Закат был мягким. Розовым. Бархатным. Угасал. За тёмным, рыжего цвета, питомником плодовых растений. Запоздавшие дети на полянке играли в мяч. Я написал всё это – нежно и быстро. Мне самому эта акварель понравилось. И до сих пор она мне приятна.

- Ну что? – зашёл в мою комнату дядя Слава. – Покажи… Так… Ну что это за бледная немочь? Кто так пишет закат? Дай мне бумагу. Люди планеты земля пишут закаты по-другому! Берут кисть… вот так… - он взял кадмий красный и густо залил всё небо, потом вымыл кисть, обсосал её, и вытер белый круг посередине. – Это солнце садится в северной деревне! – Потом густо и темно взял травяную зелёную и нарисовал лес, на первом плане высокую условную ёлку, как дети рисуют. Опять вымыл кисть и вытер ей белый круг пониже. – Это северное озеро… - Потом вытер добела фигурку девушки в белом платье, которая отражалась в озере, посмотрел на меня… - А это - русская девушка Наташа Белова!! – Встал. Посмотрел. – Вот как надо писать! Понял?

Я не знаю, что сказать… говорю:

- Ну-у…

Тогда (мне было лет 13) я страстно увлекался русским искусством ХIХ века и творчество шестидесятников ХХ-го - именно в области живописи - было мне бесконечно чуждо. С Дедом мы были согласны. Он терпеть не мог и совсем не понимал - «формалистов». Но с сыном-то надо было находить общий язык. И Дед отмалчивался... Особенно, при бабушке. Иногда потихоньку зайдёт в мою комнату, положит свою большую ладонь мне на шею, потреплет, скажет вполголоса:

- Славка… Он же формалист!.. Рисуй, как рисовал, мальчик. Хорошо рисуешь… И подписывай работы ручкой. Карандаш в веках сотрётся.

 

Момент истины

 

Иногда всё-таки случались в нашем доме творческие конфликты. После какого-нибудь банкета в Союзе Художников. Помню один разговор на кухне. В этот раз дядя Слава увлёкся…

 Дед гремит:

- Я – Народный Художник! Меня народ любит!

Дядя Слава:

- Кто тебе сказал?

- Кто?.. Уж не твои идиоты!.. Народ! Почитатели мои сказали!

Дядя Слава, иронично:

- Да кто твои почитатели?.. Две старухи!

- Что?!! – это был львиный рык или боевой возглас Тараса Бульбы! Дед с грохотом вскочил, полетела посуда. Гром! Неразбериха! Движение… Дед размахнулся красиво. От души, по-русски… Бабушка успела что-то сказать… Дядя Слава успел пригнулся (он оказался неожиданно гибким) и… - вжик!.. - бац! - мимо! – промах!.. Дед сильно дал кулаком в угол шкафа!.. Кровь! Рычание! Возгласы! Слёзы в глазах дяди Славы…

- Батя, прости! Батя, прости! – он беспомощно движется вокруг, желая помочь.

- Да, иди ты!! Отстань!!

- Батя, прости!.. Прости!..

Бабушка:

- Так!! Что это такое!! В конце концов!! Всё!! Быстро по комнатам!! Я сказала!!

Затемнение… Конец действия... Все расходятся…

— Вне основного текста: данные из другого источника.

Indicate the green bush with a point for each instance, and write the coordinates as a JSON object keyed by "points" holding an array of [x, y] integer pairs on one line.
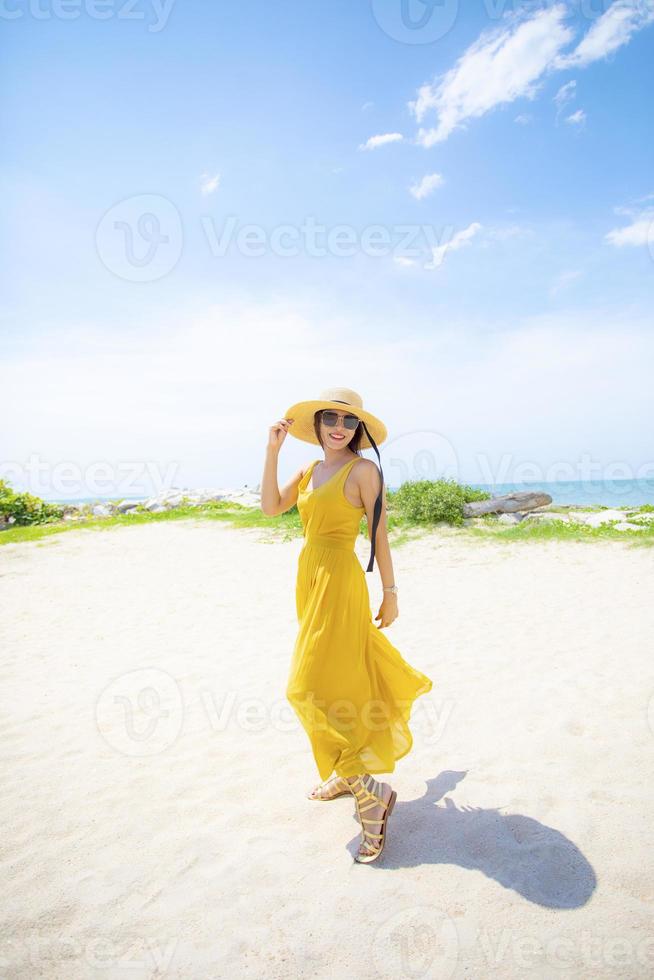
{"points": [[430, 501], [25, 508]]}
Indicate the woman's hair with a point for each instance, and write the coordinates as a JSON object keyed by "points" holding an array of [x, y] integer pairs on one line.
{"points": [[355, 442]]}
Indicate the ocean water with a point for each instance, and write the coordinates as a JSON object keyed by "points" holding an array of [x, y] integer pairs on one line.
{"points": [[610, 493]]}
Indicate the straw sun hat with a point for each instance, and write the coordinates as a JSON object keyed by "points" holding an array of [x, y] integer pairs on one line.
{"points": [[374, 431]]}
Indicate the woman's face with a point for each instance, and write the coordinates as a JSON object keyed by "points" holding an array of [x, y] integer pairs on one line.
{"points": [[336, 436]]}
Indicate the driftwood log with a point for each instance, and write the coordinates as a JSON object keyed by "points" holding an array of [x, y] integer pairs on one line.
{"points": [[508, 503]]}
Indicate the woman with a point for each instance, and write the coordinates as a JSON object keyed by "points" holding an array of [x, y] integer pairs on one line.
{"points": [[349, 686]]}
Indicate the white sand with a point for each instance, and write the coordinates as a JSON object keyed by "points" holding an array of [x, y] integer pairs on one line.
{"points": [[148, 832]]}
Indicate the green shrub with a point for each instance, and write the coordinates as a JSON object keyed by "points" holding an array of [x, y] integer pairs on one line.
{"points": [[430, 501], [25, 508]]}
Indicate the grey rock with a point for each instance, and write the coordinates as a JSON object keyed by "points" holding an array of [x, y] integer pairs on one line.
{"points": [[508, 503]]}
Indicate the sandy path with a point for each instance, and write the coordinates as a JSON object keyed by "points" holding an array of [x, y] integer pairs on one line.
{"points": [[153, 810]]}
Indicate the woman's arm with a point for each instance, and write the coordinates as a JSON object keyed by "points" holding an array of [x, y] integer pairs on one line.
{"points": [[274, 501]]}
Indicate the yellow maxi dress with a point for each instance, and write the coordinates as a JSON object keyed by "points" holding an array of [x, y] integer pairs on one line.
{"points": [[349, 686]]}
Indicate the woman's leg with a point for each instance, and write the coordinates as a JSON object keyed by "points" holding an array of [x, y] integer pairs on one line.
{"points": [[372, 798], [330, 789]]}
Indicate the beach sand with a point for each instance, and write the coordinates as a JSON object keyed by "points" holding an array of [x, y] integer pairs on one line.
{"points": [[154, 776]]}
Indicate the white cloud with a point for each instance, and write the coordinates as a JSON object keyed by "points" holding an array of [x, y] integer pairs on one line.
{"points": [[209, 183], [565, 93], [508, 62], [376, 141], [564, 279], [460, 240], [639, 232], [610, 31], [577, 118], [502, 65], [426, 186], [196, 413]]}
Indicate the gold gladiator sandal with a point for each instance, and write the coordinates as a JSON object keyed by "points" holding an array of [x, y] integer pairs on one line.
{"points": [[329, 786], [366, 798]]}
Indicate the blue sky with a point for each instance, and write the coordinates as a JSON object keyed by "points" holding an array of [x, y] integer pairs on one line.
{"points": [[502, 155]]}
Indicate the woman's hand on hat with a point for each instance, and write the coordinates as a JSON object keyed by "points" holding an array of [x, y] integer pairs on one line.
{"points": [[277, 433]]}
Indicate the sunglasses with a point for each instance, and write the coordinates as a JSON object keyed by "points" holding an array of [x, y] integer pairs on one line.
{"points": [[330, 418]]}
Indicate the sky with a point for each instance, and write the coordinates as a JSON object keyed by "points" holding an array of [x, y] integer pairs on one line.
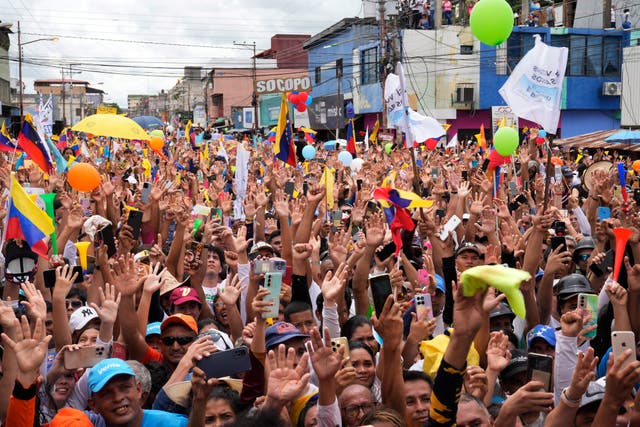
{"points": [[141, 46]]}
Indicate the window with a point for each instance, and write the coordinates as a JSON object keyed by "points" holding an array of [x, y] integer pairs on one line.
{"points": [[369, 66]]}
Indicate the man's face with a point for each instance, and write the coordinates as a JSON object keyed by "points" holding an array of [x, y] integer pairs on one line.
{"points": [[364, 333], [303, 320], [466, 260], [471, 415], [192, 308], [174, 351], [354, 404], [119, 401], [417, 397]]}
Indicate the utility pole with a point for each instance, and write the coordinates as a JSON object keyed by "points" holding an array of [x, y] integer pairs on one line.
{"points": [[384, 62], [254, 96]]}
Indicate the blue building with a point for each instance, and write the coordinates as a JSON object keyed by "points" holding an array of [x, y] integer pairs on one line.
{"points": [[592, 89], [345, 66]]}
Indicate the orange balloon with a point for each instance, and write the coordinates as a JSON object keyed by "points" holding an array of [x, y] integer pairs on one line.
{"points": [[156, 143], [83, 177]]}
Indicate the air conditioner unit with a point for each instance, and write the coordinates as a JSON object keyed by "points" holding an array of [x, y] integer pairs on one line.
{"points": [[464, 95], [611, 88]]}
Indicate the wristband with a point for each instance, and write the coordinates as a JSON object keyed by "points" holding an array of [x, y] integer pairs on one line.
{"points": [[571, 403]]}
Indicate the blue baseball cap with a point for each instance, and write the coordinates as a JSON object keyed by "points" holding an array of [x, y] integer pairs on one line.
{"points": [[153, 328], [545, 332], [105, 371]]}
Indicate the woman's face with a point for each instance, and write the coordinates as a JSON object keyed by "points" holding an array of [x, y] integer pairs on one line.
{"points": [[218, 413], [364, 366], [88, 337], [63, 387]]}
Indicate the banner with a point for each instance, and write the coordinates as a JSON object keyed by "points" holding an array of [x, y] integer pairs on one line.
{"points": [[534, 89]]}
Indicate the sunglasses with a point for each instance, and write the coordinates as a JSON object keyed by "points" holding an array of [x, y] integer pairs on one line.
{"points": [[168, 341]]}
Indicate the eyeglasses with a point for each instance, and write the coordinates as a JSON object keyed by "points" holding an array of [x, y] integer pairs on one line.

 Нет, живопись всё-таки опасная профессия… Не только, как некоторые думают, - созерцание и отрешённость... Шевеление штор и мыслей…

 

Ещё вопросы будут?

 

Шестидесятники… Весёлые ребята. Особенно, в первой половине жизни. Как, впрочем, и семидесятники. С дядей Славой в молодости происходило много интересного. Помню, один пожилой уже сибирский художник, всклокоченный и весь в глубоких морщинах, увидев у молодого художника шрамы на руках, хлопнул его по плечу:

- А подвижный хлопец! А?.. Шебутной!.. Нормально! Нормально!.. Наш парень!

Дядя Слава в молодости был «шебутной». Вот, случай… Драка в пивной. Дяде Славе и его друзьям-художникам крепко досталось.

Следующий день… Та же пивная. Та же картина… Тёмные силуэты. Наколки. Взгляды… Входят вчерашние парни (которые вчера дали нашим). Дядя Слава сразу двинулся вперёд:

- Ну, что? Ещё вопросы будут?!

Ну, что?.. Опять то же самое... Дед смеялся. Недоумевал. Вот он лежит на кровати, отрывается от книги, поднимает ладонь:

- Ну, надо же! Они же его побили, и он же к ним опять лезет!.. «Ещё вопросы будут?». Они его опять давай лупить!..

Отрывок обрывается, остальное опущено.